Afryka: Wole Soyinka (najpopularniejszy Wilbur Smith)
Trudno jest pisać o najpopularniejszych autorach afrykańskich, bo większości z nich po prostu nie znamy - literatura afrykańska wciąż jest w Polsce (ale nie tylko u nas) ignorowana i spychana na margines.

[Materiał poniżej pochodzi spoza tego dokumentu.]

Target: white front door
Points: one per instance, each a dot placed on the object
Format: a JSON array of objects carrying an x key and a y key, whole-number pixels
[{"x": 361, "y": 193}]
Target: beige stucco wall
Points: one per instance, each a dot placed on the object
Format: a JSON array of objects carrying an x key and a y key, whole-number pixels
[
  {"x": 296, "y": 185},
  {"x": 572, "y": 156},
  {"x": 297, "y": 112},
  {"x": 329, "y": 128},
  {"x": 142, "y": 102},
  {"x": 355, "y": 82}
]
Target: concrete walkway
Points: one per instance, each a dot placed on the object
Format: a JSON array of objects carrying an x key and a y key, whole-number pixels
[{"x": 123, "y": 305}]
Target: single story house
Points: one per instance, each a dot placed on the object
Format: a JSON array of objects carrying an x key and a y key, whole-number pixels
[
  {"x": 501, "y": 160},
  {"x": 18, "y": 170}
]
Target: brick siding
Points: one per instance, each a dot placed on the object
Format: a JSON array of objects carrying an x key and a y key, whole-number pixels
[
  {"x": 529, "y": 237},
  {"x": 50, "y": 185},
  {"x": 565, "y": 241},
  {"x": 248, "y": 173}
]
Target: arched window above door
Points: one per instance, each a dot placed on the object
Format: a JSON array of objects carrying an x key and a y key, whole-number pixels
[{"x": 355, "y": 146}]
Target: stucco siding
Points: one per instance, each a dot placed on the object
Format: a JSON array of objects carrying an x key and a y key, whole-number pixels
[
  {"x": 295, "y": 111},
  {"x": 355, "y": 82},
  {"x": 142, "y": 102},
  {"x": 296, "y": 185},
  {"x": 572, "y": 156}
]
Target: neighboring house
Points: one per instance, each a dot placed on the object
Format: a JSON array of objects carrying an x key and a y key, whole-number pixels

Najbardziej znane są najprawdopodobniej dwa nazwiska - pochodzącego z Nigerii (największego kraju na kontynencie afrykańskim) Wole Soyinka i urodzonego w Republice Południowej Afryki Johna Maxwella Coetzee . Obaj wyróżnieni zostali literacką nagrodą Nobla - Soyinka w 1986 roku, Coetzee zaś w 2003.
Jednak największy sukces finansowy odniósł pisarz bez Nobla na koncie - Wilbur Smith . Ten pochodzący z Zambii (dawnej Rodezji Północnej) twórca, jest autorem powieści przygodowych rozgrywających się w Afryce. Często odwołuje się w nich do skomplikowanej historii tego kontynentu i tłumaczy skąd w zasadzie wzięli się na nim Holendrzy i Anglicy (sam Smith jest białym potomkiem kolonizatorów).
Dziennikarze brytyjskiej gazety "The Telegraph" podawali niegdyś, że powieści Smitha rozeszły się w nakładzie 80 milionów egzemplarzy, nie zgadzali się z nimi dziennikarze "The Herald", którzy twierdzili, że właściwsza jest liczba 100 milionów egzemplarzy.